Era un cálido junio de verano en el crisol del tiempo, dos historias se deslizan, invisibles, paralelas. Durante varios días, navegaron por aguas cristalinas, admirando paisajes de ensenadas escondidas, pueblos pintorescos y ciudades llenas de historia como Barcelona, Cagliari, Nápoles, Roma, Génova y Marsella. La familia Sansan navega en el vasto susurro del Mediterráneo occidental, sus hijos risueños lanzando barcos de papel al vaivén de las olas, sus nietos enredados en juegos que parecen eternos. La cubierta vibra con risas, con el eco de historias que el mar se lleva y trae, mientras el sol se desliza en un cielo que no termina, y la vida se despliega en horizontes que solo el agua puede contener.

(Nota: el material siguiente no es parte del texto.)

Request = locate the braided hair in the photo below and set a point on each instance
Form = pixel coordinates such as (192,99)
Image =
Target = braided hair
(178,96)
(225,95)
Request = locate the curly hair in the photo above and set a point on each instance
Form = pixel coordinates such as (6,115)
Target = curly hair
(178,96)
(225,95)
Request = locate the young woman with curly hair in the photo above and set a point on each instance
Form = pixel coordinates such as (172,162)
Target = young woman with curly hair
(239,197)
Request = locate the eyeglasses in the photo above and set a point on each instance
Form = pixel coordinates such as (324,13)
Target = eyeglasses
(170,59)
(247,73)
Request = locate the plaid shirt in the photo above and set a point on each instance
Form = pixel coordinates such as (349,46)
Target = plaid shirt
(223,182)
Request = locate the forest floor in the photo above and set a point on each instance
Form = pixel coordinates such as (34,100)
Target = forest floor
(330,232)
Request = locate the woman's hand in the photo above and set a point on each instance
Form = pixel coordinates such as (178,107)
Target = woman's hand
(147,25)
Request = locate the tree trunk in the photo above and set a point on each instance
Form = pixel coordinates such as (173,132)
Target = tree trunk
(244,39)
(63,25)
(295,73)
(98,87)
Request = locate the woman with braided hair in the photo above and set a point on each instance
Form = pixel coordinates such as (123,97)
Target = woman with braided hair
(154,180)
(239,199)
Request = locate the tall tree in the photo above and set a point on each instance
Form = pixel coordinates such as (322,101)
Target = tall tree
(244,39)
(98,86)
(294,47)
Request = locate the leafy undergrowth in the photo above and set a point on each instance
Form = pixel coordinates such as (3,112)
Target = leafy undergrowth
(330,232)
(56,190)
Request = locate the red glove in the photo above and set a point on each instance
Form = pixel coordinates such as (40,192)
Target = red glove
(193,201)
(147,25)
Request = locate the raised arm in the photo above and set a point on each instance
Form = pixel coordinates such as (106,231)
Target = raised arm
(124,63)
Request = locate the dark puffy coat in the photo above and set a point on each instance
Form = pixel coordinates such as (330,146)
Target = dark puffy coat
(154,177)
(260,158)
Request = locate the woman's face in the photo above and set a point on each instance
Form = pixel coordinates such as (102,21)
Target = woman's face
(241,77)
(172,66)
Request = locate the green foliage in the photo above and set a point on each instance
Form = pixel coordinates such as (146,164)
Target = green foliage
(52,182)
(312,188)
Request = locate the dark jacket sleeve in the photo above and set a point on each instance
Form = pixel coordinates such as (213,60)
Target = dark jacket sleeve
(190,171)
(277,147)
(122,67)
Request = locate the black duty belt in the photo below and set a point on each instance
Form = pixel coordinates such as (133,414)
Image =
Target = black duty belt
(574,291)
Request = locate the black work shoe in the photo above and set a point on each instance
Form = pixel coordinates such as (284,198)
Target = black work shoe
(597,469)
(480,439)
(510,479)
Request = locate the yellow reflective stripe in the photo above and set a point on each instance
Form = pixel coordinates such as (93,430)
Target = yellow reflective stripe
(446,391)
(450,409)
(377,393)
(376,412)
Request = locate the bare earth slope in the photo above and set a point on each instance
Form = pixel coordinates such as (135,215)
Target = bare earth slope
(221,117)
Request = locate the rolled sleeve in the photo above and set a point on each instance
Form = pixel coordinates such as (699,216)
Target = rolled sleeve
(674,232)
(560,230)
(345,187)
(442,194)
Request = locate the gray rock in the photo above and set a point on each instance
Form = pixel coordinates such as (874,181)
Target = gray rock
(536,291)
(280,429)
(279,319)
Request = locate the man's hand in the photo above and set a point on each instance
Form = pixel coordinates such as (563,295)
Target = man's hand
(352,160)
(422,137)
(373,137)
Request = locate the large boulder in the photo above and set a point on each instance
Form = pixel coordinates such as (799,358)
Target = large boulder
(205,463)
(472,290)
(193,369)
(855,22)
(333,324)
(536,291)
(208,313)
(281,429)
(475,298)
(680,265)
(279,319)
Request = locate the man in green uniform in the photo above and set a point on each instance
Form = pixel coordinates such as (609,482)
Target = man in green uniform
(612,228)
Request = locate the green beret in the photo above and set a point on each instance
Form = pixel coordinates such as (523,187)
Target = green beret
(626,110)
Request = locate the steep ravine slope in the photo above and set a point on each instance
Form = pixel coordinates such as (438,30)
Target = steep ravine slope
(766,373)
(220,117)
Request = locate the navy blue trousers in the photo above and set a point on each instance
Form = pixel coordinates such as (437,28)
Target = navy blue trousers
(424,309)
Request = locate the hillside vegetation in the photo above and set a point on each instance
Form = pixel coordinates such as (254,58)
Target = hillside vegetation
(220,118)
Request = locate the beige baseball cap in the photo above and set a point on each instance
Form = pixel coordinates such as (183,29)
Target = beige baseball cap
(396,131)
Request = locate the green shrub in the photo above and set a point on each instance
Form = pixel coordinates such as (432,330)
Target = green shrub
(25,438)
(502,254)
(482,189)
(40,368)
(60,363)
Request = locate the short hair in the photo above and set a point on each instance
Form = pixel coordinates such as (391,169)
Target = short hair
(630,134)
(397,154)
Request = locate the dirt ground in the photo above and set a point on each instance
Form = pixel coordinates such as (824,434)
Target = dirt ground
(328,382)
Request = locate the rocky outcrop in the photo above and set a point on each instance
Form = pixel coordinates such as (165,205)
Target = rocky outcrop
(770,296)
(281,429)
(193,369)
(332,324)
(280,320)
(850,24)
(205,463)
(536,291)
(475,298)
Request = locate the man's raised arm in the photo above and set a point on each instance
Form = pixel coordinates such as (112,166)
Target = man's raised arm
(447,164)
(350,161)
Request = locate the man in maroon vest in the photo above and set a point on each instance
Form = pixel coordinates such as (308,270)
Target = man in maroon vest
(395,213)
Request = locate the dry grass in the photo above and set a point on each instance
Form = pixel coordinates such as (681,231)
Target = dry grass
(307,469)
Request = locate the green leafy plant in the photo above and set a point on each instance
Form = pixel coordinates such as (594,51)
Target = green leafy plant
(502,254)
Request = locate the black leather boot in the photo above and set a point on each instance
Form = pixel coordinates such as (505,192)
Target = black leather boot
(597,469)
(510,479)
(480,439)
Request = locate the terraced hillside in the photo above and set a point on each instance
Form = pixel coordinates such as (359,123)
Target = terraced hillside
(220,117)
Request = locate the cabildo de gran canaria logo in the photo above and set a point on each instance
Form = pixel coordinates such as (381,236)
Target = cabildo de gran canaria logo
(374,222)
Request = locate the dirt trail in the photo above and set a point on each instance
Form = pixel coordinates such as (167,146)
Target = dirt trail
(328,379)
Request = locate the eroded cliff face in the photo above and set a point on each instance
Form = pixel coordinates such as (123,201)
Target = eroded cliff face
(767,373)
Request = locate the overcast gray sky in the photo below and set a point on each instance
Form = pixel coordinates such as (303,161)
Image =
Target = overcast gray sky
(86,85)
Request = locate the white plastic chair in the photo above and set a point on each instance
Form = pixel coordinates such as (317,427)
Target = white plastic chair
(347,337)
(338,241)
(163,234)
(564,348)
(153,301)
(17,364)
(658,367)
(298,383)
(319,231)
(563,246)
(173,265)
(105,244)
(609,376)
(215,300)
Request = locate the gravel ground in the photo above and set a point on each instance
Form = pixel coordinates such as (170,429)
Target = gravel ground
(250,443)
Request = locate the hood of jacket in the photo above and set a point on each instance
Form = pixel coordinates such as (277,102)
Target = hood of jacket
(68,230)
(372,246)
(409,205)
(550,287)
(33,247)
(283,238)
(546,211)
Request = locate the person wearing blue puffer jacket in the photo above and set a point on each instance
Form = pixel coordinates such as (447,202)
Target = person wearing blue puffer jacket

A pocos kilómetros, en un balneario de Albacete, la familia Sangar, los abuelos se refugian en la quietud de un tiempo detenido. La tierra seca sus manos, los días se diluyen en el olor a azahar y a agua termal. La estancia es un refugio de recuerdos, de historias que se cruzan en las arrugas, de silencios que hablan en la lentejuelas de la memoria. Allí, el sol se filtra a través de ventanas cerradas, y el silencio es un río que no conoce olas, solo remolinos de años y de calma.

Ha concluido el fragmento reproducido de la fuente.